In Aekyung Co., Ltd. v. Intra & Company, Inc, et al, 2008 U.S. Dist. LEXIS 96942 (SDNY Nov. 19, 2008), the federal district court considered piercing the corporate veil of corporation owned by a single shareholder. In his decision, which is applicable to single member LLCs, Judge McKenna brought some sanity to the unpredictable world of veil piercing.
A judgment had been entered against Intra & Company, Inc., a corporation with only one shareholder.
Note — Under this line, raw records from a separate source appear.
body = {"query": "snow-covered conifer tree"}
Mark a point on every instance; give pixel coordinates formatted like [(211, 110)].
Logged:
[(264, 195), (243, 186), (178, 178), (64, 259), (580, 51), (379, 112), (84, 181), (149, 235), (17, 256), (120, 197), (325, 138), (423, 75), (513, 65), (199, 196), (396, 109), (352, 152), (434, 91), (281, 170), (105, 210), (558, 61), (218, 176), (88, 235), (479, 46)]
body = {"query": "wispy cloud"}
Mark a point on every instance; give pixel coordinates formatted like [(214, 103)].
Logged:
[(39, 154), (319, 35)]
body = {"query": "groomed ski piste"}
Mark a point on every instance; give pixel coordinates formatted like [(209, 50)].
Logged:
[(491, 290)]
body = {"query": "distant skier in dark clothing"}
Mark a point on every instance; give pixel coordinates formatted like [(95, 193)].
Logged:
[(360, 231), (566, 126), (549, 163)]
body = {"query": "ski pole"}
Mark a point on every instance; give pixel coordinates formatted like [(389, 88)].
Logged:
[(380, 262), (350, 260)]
Apparently, Intra did not have $1.8 million in its bank account so the plaintiff sought to pierce the corporate veil and obligate the sole shareholder to pay the judgment.
Under New York law to pierce the corporate veil there must be a showing that (1) the owner exercised complete domination of the corporation and (2) such domination was used to commit a fraud or wrong against the plaintiff resulting in injury to the plaintiff.
To show dominance of Intra by the sole shareholder the plaintiff alleged, among other things, (1) the rent on the shareholder's residence was paid from a corporate account, (2) Intra was administratively dissolved for over a year, (3) the corporation had no officers other than the sole shareholder and no minutes of shareholder or board meetings, (4) a single person was the sole shareholder, director and officer, and (5) this person was the only person who had the authority to bind the corporation or represent Intra.
Judge McKenna was dismissive of these claims noting that given the fact that this was a single shareholder corporation "it comes as no surprise that [he] was the only person with authority and the capacity to bind Intra...."
The fact that "a corporation is 'controlled or dominated by a single shareholder' cannot, by itself, cause veil piercing." (cite omitted). More importantly, domination and fraud is not enough to pierce the corporate veil unless "the corporate form was itself used to effectuate the fraud."
The court also noted that points (1) through (3) listed above were an insufficient basis to grant summary judgment. This is important because it means that sloppy bookkeeping, inattention to corporate filings and formalities should not lead to personal liability. To conclude otherwise would render the ability of a single person to own a corporation (or an LLC) for purposes of limiting liability a nullity. While not to be condoned, the conduct must be connected to the fraud alleged in order to lead to a veil piercing.